Zombies in Zombie Highway will pounce on your car’s side rails as you speed past them, doing all they can to bring the car to a stop– generally by using their superhuman undead strength to wrestle it till it topples over. There are 7 types of zombies all up, from the skinny fledgling variety, to the stronger, health-regenerating, weightier monsters that do a world of hurt to your center of balance. As zombies stack up on one side, this is only compounded, with your only recourse being to get the buggers off as quickly as possible.
Fortunately, your own driving prowess and an arms dealer friend in the back provide all the tools you need to get through the zombie horde…at least for a couple of miles. Zombies can be exited from the vehicle by tilting your device to sideswipe them onto one of the many ruined cars littered across the highway. Each zombie has a health bar, and whittling that to zero will ensure they won’t be sticking around. To help, your aforementioned friend riding shotgun (ho ho!) has a formidable arsenal that is gradually unlocked as you accumulate collective mileage across all your games. Weapons are fired by touching the corners of the screen– if a zombie is on the right near the front of your car, tapping the top right area will fire at it.

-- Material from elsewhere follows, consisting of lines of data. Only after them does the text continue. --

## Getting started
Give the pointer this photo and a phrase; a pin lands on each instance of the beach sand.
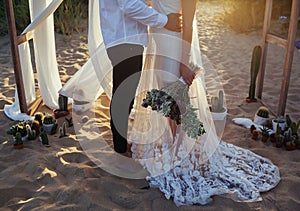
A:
(62, 177)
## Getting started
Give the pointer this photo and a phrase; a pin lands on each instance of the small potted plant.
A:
(49, 124)
(44, 138)
(255, 135)
(294, 126)
(289, 140)
(63, 107)
(279, 120)
(279, 138)
(19, 127)
(39, 116)
(31, 134)
(218, 112)
(18, 141)
(272, 137)
(265, 134)
(252, 128)
(261, 116)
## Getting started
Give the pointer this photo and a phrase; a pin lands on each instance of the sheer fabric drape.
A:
(42, 26)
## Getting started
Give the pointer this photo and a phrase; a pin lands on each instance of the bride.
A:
(190, 170)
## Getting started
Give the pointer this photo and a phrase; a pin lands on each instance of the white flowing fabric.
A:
(42, 27)
(189, 170)
(84, 86)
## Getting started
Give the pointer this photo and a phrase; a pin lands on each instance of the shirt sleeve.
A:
(139, 11)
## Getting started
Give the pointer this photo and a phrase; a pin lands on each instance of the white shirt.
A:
(126, 21)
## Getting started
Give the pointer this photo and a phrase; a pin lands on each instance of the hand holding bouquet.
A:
(173, 101)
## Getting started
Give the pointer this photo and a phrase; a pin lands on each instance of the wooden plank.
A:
(11, 26)
(266, 28)
(289, 56)
(24, 37)
(277, 40)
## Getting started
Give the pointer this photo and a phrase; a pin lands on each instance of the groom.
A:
(124, 29)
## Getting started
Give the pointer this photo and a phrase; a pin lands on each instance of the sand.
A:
(62, 177)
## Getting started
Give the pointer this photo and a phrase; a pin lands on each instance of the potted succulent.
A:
(49, 124)
(261, 116)
(255, 135)
(31, 134)
(265, 134)
(279, 120)
(252, 128)
(18, 141)
(289, 140)
(294, 126)
(63, 107)
(39, 116)
(35, 126)
(279, 138)
(44, 138)
(20, 127)
(218, 112)
(272, 137)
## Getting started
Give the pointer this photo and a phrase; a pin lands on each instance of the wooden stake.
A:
(11, 26)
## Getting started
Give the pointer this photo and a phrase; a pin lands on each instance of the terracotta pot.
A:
(290, 147)
(260, 120)
(281, 125)
(19, 146)
(264, 138)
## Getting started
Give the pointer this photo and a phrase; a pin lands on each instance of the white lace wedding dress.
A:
(189, 170)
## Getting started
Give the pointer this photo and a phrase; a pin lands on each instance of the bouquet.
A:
(173, 101)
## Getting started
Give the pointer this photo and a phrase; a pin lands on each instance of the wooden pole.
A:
(289, 56)
(11, 26)
(266, 29)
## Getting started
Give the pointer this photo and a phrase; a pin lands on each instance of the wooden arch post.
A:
(287, 44)
(11, 26)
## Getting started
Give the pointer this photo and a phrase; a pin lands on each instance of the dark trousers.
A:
(127, 64)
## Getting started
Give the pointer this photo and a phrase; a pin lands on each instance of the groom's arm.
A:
(139, 11)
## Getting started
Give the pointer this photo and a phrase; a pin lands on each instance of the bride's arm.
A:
(188, 12)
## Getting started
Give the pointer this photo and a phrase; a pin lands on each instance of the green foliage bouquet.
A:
(173, 101)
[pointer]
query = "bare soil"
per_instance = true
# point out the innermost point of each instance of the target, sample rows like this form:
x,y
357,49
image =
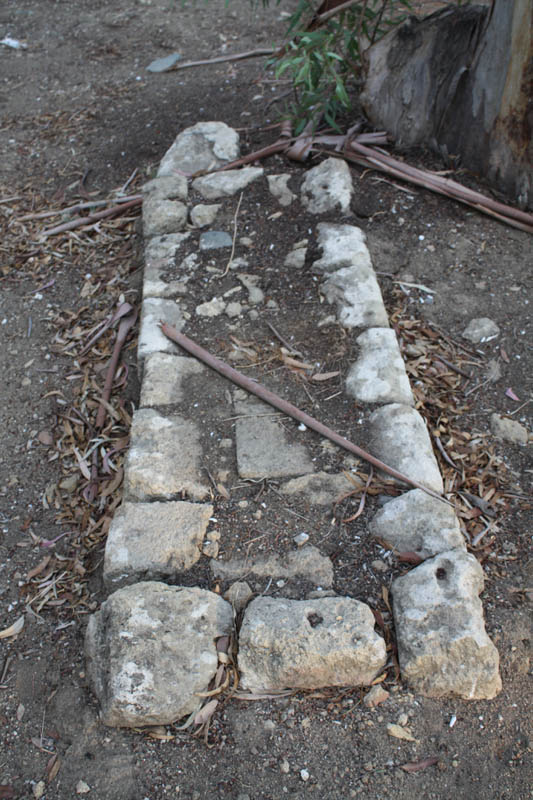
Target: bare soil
x,y
79,114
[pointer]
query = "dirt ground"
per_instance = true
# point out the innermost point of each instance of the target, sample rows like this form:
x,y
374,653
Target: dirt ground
x,y
80,113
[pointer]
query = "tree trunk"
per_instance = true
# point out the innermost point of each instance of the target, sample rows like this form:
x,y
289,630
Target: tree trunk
x,y
461,81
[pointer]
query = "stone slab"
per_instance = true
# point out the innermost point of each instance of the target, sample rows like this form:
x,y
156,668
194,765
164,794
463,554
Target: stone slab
x,y
226,184
164,459
202,146
165,378
263,448
154,541
307,644
399,438
306,563
151,339
378,375
418,523
150,648
327,187
443,647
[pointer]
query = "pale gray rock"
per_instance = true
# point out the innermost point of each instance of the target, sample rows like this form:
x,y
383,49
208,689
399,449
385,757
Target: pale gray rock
x,y
327,187
378,375
150,648
306,563
163,216
211,308
154,541
239,595
481,330
203,146
321,488
263,447
399,438
214,240
165,378
442,644
356,293
508,429
417,523
151,338
278,187
342,246
164,459
308,644
160,256
226,184
203,215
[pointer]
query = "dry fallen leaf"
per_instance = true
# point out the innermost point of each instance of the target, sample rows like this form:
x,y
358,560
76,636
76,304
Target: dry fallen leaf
x,y
400,733
13,629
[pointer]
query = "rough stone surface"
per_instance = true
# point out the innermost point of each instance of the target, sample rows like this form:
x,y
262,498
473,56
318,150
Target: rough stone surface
x,y
159,258
508,429
202,146
151,339
154,541
307,644
226,184
277,185
378,375
164,459
306,563
214,240
417,523
357,295
399,438
163,216
203,215
321,488
165,377
481,330
263,447
327,187
442,644
342,246
150,648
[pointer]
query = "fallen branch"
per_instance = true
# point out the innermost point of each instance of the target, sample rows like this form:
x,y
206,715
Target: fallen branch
x,y
283,405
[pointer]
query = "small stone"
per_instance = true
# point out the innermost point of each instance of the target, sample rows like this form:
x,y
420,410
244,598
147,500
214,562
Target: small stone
x,y
481,329
508,429
215,240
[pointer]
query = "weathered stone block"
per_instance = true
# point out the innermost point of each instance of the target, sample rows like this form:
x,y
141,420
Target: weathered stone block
x,y
154,541
442,644
149,648
307,644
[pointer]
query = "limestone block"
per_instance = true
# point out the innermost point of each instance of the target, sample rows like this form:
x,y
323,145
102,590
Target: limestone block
x,y
164,459
327,187
356,293
151,339
307,644
150,647
442,644
378,375
202,146
154,541
165,378
415,522
226,184
399,438
263,447
306,563
159,258
342,246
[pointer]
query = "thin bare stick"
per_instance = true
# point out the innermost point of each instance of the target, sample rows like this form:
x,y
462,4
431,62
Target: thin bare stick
x,y
283,405
221,59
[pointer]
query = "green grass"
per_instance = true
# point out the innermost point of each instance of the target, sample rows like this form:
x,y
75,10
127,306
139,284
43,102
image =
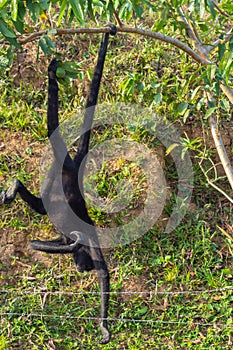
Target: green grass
x,y
194,257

It’s a straightforward formula that creates a fun and remarkably gratifying zombie slaying experience. It’s also quite challenging, as zombies are super aggressive, and your car’s physics are fantastic. For instance, don’t expect to steer out of a lean by driving the other way– it’ll only tip it further. Instead, a bit of load balancing and fast firing fingertips are required to keep the rubber on the road.
Our only gripes with the game are that for all the great 3D models and presentation there is a notable lack of any real sound effects. Your car is effectively muted until it’s being weighed down, and then the creaks it makes are whisper quiet. Not hearing the engine at all detracts from the experience dramatically. In fact, the only sound you’ll really hear from the car are the squeaks of your tires as you slide around the road. There is absolutely no music to be found either, which would have done a world of good to further build atmosphere and character.
We’re also not quite sure why the developers didn’t stick with Openfeint or a similar platform for its social functions, as their current Twitter implementation is rudimentary at best. And though the Facebook option results in a neat competition feature where you can track your friends, those who keep their gaming separate from Facebook are left on the curb. Thankfully neither of these platforms are required to access high scores.
Still, it’s hard to stay disappointed with these drawbacks for long because running from hordes of zombies is just so much fun. The further you get, the more obstacles are thrown in your path, until you are eventually wrestling your device to fend off zombies, dodge roadblocks and keep your SUV from going belly up as you’re two wheeling back and forth. It’s a singular experience seemingly lifted right from classic zombie films and as such is effortlessly recommended. We just hope the developers look at the sound issue, as well as maybe add an achievements system ala Monster Dash [99¢] to pad out the survival game replayability.